郁达夫曾亲笔题赠给林英强一幅诗作,内容为《青岛杂事诗》一首:“一将功成万马喑,是谁纵敌教南侵。诸君珍重春秋笔,记取遗民井底心。”落款为:“英强兄正,郁达夫(印)。” 1974年8月,林英强编著出版《郁达夫先生及其作品》一书,内容包括郁达夫生平传略、文学经历成就以及为抗日献身的业绩,收入郁达夫的部分作品并分门别类辑录了其一生著作详目,以及郁达夫牺牲后香港、新加坡出版的纪念文集,对后世了解研究郁氏生平、著作及思想,有着可贵的参考价值。同时,林英强将郁达夫题赠的诗作印在该书封面上,以作为他们之间友谊的永久纪念。

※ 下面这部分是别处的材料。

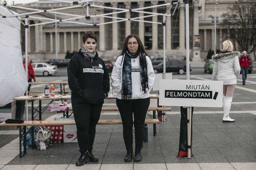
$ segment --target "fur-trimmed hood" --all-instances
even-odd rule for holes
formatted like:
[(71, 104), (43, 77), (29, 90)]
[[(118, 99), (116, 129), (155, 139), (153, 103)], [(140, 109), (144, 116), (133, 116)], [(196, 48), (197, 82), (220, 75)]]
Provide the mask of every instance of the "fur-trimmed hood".
[(238, 57), (240, 55), (240, 52), (237, 51), (222, 51), (215, 55), (213, 56), (212, 58), (222, 62), (226, 62), (230, 58), (233, 57)]

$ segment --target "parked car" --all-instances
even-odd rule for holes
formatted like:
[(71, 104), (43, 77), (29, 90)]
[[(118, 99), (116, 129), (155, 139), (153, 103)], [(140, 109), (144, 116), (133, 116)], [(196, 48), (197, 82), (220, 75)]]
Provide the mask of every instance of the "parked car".
[(48, 64), (56, 65), (58, 67), (65, 67), (68, 66), (70, 59), (50, 59), (46, 61)]
[(112, 61), (110, 60), (109, 59), (104, 59), (103, 61), (107, 67), (108, 73), (112, 72), (112, 70), (113, 69), (113, 67), (114, 67), (113, 64), (112, 64)]
[(46, 62), (35, 62), (32, 64), (36, 75), (50, 76), (58, 72), (56, 65), (52, 65)]
[(212, 70), (213, 70), (213, 64), (214, 63), (214, 60), (212, 59), (207, 59), (205, 61), (204, 64), (204, 72), (206, 73), (207, 71), (209, 71), (210, 73), (212, 73)]
[[(169, 59), (165, 57), (165, 61), (167, 61), (169, 60)], [(157, 65), (162, 62), (164, 61), (164, 57), (156, 57), (151, 60), (151, 62), (152, 62), (152, 65)]]
[[(240, 58), (243, 56), (242, 55), (240, 55), (240, 57), (239, 58), (239, 60), (240, 60)], [(251, 60), (251, 65), (250, 65), (249, 68), (248, 68), (248, 73), (252, 73), (252, 71), (253, 69), (253, 64), (252, 62), (252, 56), (250, 54), (246, 54), (246, 56), (249, 57), (250, 57), (250, 59)]]
[[(180, 74), (183, 74), (186, 71), (186, 61), (183, 60), (170, 60), (166, 62), (166, 71), (167, 73), (177, 72)], [(163, 73), (164, 72), (164, 62), (162, 62), (157, 65), (153, 66), (154, 71), (155, 74)], [(189, 71), (191, 67), (189, 65)]]

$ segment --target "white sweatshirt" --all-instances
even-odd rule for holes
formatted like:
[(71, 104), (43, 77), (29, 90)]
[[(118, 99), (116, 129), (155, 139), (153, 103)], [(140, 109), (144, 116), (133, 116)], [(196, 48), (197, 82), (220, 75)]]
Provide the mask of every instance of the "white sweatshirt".
[[(112, 79), (112, 85), (114, 89), (117, 92), (116, 98), (121, 99), (121, 89), (122, 85), (122, 71), (123, 64), (124, 56), (118, 57), (113, 68), (111, 78)], [(148, 87), (149, 89), (146, 93), (141, 91), (141, 83), (140, 79), (139, 56), (135, 58), (131, 58), (132, 65), (132, 99), (145, 99), (149, 97), (149, 92), (154, 84), (155, 80), (155, 73), (152, 66), (151, 60), (148, 56), (146, 56), (148, 69)]]

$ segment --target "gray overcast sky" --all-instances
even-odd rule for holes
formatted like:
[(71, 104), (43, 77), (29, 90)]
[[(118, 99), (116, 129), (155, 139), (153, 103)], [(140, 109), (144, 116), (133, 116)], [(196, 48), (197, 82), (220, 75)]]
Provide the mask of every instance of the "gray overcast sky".
[(12, 4), (12, 1), (14, 1), (15, 4), (27, 4), (38, 1), (37, 0), (5, 0), (5, 1), (8, 5)]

[1]李金发.序侯汝华的《单峰驼》[J].橄榄月刊,1933(35).

[2]李金发.序林英强的《凄凉之街》[J].橄榄月刊,1933(35).

[3]戴隐郎.论象征主义诗歌[J].《今日诗歌》始创号,1934.

[4]林英强.生之重荷[J].现代, 1934(4/3).

[5]林英强.凄凉之街[J].东方文艺,1933(4).

[6]林英强.落叶[J].橄榄月刊, 1933(39).

[7]林英强.作诗杂话[J].红豆, 1936(4/2).

[8]林英强.写给碧野的信[N].阵中日报军人魂,1939-11-19.

[9]犁青主编.香港新诗发展史[J].人民文学出版社,2014.

[10]陈智德主编.香港文学大系·新诗卷[M].商务印书馆(香港)有限公司,2014.

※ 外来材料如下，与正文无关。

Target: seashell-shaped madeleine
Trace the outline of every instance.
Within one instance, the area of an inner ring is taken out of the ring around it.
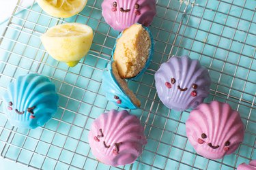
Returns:
[[[126,110],[115,109],[101,114],[94,120],[88,140],[94,156],[111,166],[132,163],[147,143],[139,120]]]
[[[152,61],[154,48],[150,30],[141,24],[134,24],[122,32],[112,51],[120,77],[138,80]]]
[[[210,159],[233,153],[243,141],[244,124],[240,114],[227,103],[202,103],[186,122],[188,139],[196,152]]]
[[[12,126],[35,129],[44,125],[56,112],[55,86],[45,76],[19,76],[3,96],[5,114]]]
[[[148,27],[156,14],[156,0],[104,0],[102,8],[106,23],[119,31],[136,22]]]
[[[251,160],[248,165],[245,163],[239,165],[238,170],[256,170],[256,160]]]
[[[187,56],[172,56],[155,74],[157,93],[169,109],[195,108],[210,93],[211,80],[199,61]]]

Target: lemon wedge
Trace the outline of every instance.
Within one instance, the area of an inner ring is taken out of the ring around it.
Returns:
[[[37,2],[52,16],[68,18],[81,12],[87,0],[37,0]]]
[[[47,52],[55,60],[74,67],[91,48],[92,29],[79,23],[67,23],[49,29],[41,36]]]

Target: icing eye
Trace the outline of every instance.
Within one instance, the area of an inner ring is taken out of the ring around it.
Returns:
[[[194,88],[194,89],[197,89],[197,84],[193,84],[192,85],[192,88]]]
[[[207,137],[207,135],[205,135],[205,133],[203,133],[201,137],[203,138],[203,139],[205,139]]]
[[[138,10],[139,8],[139,5],[138,3],[135,3],[135,9]]]
[[[225,146],[229,146],[230,145],[230,141],[227,141],[225,143]]]
[[[171,83],[172,84],[175,84],[176,82],[176,80],[175,78],[171,78]]]
[[[113,3],[113,6],[115,7],[116,7],[117,6],[117,3],[116,1]]]

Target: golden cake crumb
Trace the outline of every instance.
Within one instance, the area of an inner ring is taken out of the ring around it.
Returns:
[[[150,54],[151,39],[141,24],[133,24],[117,40],[114,61],[122,78],[136,76],[145,67]]]
[[[120,75],[118,73],[117,68],[115,62],[113,62],[112,64],[112,71],[113,73],[115,78],[115,80],[117,81],[122,88],[124,90],[125,93],[129,97],[132,102],[135,104],[137,106],[141,106],[141,101],[136,98],[135,95],[131,91],[128,87],[127,82],[125,80],[122,79]]]

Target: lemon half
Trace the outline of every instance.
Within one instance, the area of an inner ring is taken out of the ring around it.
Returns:
[[[68,18],[81,12],[87,0],[37,0],[37,2],[52,16]]]
[[[85,24],[67,23],[49,29],[41,36],[47,52],[55,59],[74,67],[91,48],[92,29]]]

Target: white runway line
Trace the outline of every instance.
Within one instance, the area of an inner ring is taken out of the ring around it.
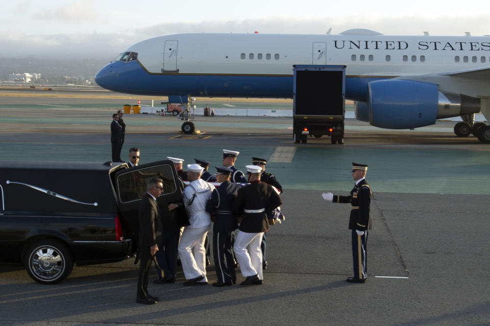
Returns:
[[[271,155],[270,162],[290,163],[296,152],[295,146],[278,146]]]

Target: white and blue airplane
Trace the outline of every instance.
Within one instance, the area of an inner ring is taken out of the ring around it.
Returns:
[[[292,98],[293,65],[346,66],[346,98],[356,118],[413,129],[460,116],[458,136],[490,142],[490,36],[189,33],[130,46],[95,76],[132,94]],[[318,94],[321,96],[322,94]],[[172,101],[170,101],[171,102]],[[178,102],[180,102],[179,101]]]

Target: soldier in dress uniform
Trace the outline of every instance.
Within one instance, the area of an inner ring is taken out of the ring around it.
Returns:
[[[200,158],[194,158],[196,164],[199,164],[204,170],[202,174],[201,175],[201,178],[207,182],[215,182],[216,177],[208,172],[208,169],[209,168],[209,162],[205,159]],[[206,264],[208,266],[211,265],[211,248],[209,247],[209,239],[208,235],[206,235],[206,240],[204,241],[204,248],[206,248]]]
[[[190,223],[190,225],[184,229],[178,247],[186,280],[184,285],[208,284],[204,239],[211,227],[211,215],[206,211],[206,204],[211,198],[214,186],[201,178],[203,170],[202,167],[197,164],[187,166],[190,183],[183,194]]]
[[[267,164],[267,160],[259,157],[252,157],[252,164],[262,168],[262,173],[260,174],[260,181],[262,182],[268,183],[271,185],[274,186],[277,188],[277,189],[279,190],[281,194],[282,193],[282,187],[281,186],[281,184],[279,183],[279,181],[276,179],[274,175],[270,172],[265,172],[265,165]],[[262,243],[260,243],[260,249],[262,250],[262,267],[264,269],[267,269],[267,260],[265,260],[266,249],[267,249],[267,239],[266,238],[265,233],[264,233],[263,236],[262,237]]]
[[[272,186],[260,181],[262,168],[246,167],[250,184],[238,190],[233,205],[233,212],[243,215],[233,246],[241,274],[247,278],[242,285],[263,283],[260,242],[264,232],[269,229],[268,215],[282,204]]]
[[[232,205],[240,186],[230,181],[233,170],[216,167],[219,186],[213,191],[206,205],[206,210],[214,216],[213,227],[213,254],[218,281],[213,286],[225,286],[236,283],[232,235],[238,228]]]
[[[368,165],[352,162],[352,178],[356,181],[350,196],[337,196],[331,193],[322,194],[324,199],[334,203],[350,203],[352,205],[349,228],[352,230],[354,276],[347,279],[351,283],[364,283],[368,279],[368,230],[371,229],[371,189],[366,181]]]
[[[211,163],[205,159],[202,159],[201,158],[194,158],[194,160],[195,161],[196,164],[199,164],[204,169],[204,171],[203,171],[203,174],[201,176],[201,179],[208,182],[216,182],[216,177],[208,172],[208,169],[209,169],[209,165],[211,164]]]
[[[231,173],[231,178],[230,180],[232,182],[238,183],[247,183],[247,179],[243,173],[239,170],[237,170],[235,167],[235,161],[236,160],[236,157],[240,154],[240,152],[235,151],[229,151],[227,149],[223,150],[223,166],[225,168],[229,168],[233,170]]]
[[[170,157],[167,156],[167,159],[174,162],[174,166],[175,167],[175,171],[177,172],[177,175],[183,180],[187,180],[187,173],[182,169],[182,162],[184,160],[182,158],[177,157]]]

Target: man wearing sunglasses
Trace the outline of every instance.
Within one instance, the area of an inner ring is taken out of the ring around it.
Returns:
[[[131,147],[129,149],[129,162],[128,162],[129,167],[137,167],[139,161],[139,149],[137,147]]]

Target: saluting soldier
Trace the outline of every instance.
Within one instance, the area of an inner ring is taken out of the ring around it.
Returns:
[[[264,232],[269,229],[267,216],[282,204],[272,186],[260,181],[262,168],[246,167],[250,184],[238,190],[233,205],[235,215],[243,215],[233,247],[241,274],[247,278],[242,285],[263,283],[260,242]]]
[[[170,157],[167,156],[167,159],[174,162],[174,166],[175,167],[175,171],[177,172],[177,175],[183,181],[187,180],[187,173],[184,171],[182,168],[182,163],[184,160],[182,158],[177,157]]]
[[[230,181],[232,170],[216,167],[216,177],[220,184],[213,191],[206,210],[214,216],[213,253],[218,281],[213,283],[213,286],[225,286],[236,283],[232,240],[233,232],[238,225],[232,206],[240,187]]]
[[[239,154],[240,154],[240,152],[224,149],[223,166],[225,168],[229,168],[233,170],[233,172],[231,173],[231,178],[230,179],[232,182],[247,183],[248,181],[247,179],[245,178],[243,173],[239,170],[237,170],[236,168],[235,167],[235,162],[236,161],[236,158]]]
[[[352,230],[354,276],[347,282],[364,283],[368,279],[368,230],[371,229],[371,189],[366,181],[368,165],[352,162],[352,178],[356,181],[350,196],[337,196],[324,193],[323,198],[334,203],[350,203],[352,205],[349,228]]]
[[[267,164],[267,160],[259,157],[252,157],[252,164],[256,165],[258,167],[262,168],[262,173],[260,174],[260,181],[266,183],[268,183],[271,185],[276,187],[278,190],[282,194],[282,187],[281,184],[276,179],[274,175],[270,172],[265,172],[265,165]],[[267,249],[267,239],[265,237],[265,233],[264,233],[262,237],[262,242],[260,243],[260,250],[262,250],[262,267],[263,269],[267,269],[267,260],[265,260],[265,250]]]
[[[196,164],[199,164],[204,169],[204,171],[203,171],[203,174],[201,175],[201,179],[207,182],[216,182],[216,177],[208,172],[208,169],[209,168],[209,165],[211,164],[211,163],[205,159],[201,158],[194,158],[194,160],[195,161]]]

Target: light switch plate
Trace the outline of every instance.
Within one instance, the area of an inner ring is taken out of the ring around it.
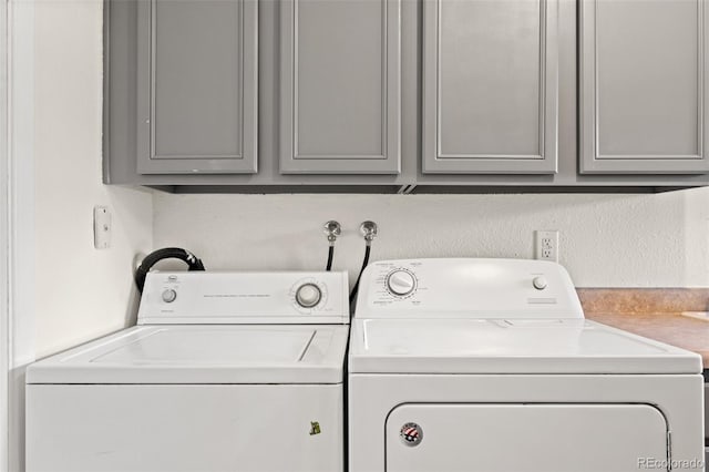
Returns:
[[[93,247],[107,249],[111,247],[111,212],[107,206],[93,207]]]

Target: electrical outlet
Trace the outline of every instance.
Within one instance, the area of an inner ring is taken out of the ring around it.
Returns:
[[[536,254],[540,260],[551,260],[558,263],[558,232],[541,232],[536,233]]]
[[[111,212],[105,206],[93,207],[93,247],[96,249],[111,247]]]

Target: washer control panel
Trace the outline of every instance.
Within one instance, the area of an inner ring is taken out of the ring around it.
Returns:
[[[347,273],[148,273],[138,324],[349,322]]]
[[[373,263],[362,274],[354,316],[584,318],[561,265],[472,258]]]

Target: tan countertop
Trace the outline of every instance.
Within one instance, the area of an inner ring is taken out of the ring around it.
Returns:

[11]马崙主编.新马文坛人物扫描(马来西亚)[M].书辉出版社,1991.

[12]俞元桂主编.中国现代散文诗选[M].四川文艺出版社,1986.

[13]吴俊等主编.中国现代文学期刊目录新编[M].上海人民出版社,2010.

[14]杨宏海.侯汝华与“七星灯”文学社[N].梅州日报,2014-9-1.

[15]刘果因.我所认识的林英强[A].历史与文学[M].马来西亚华艺文化企业有限公司,1987:335-342.

[16]吴心海.没有人知道你心中的大海象征派诗人侯汝华生平考[J].中国现代文学研究丛刊,2017(3).

[17]钦鸿.林英强的《郁达夫先生及其作品》[N].南洋商报,2003-11-8.

[18]吴心海.小雅:从烂缦胡同走出来的《小雅》诗刊及诗人[M].(台北)远景出版社,2017.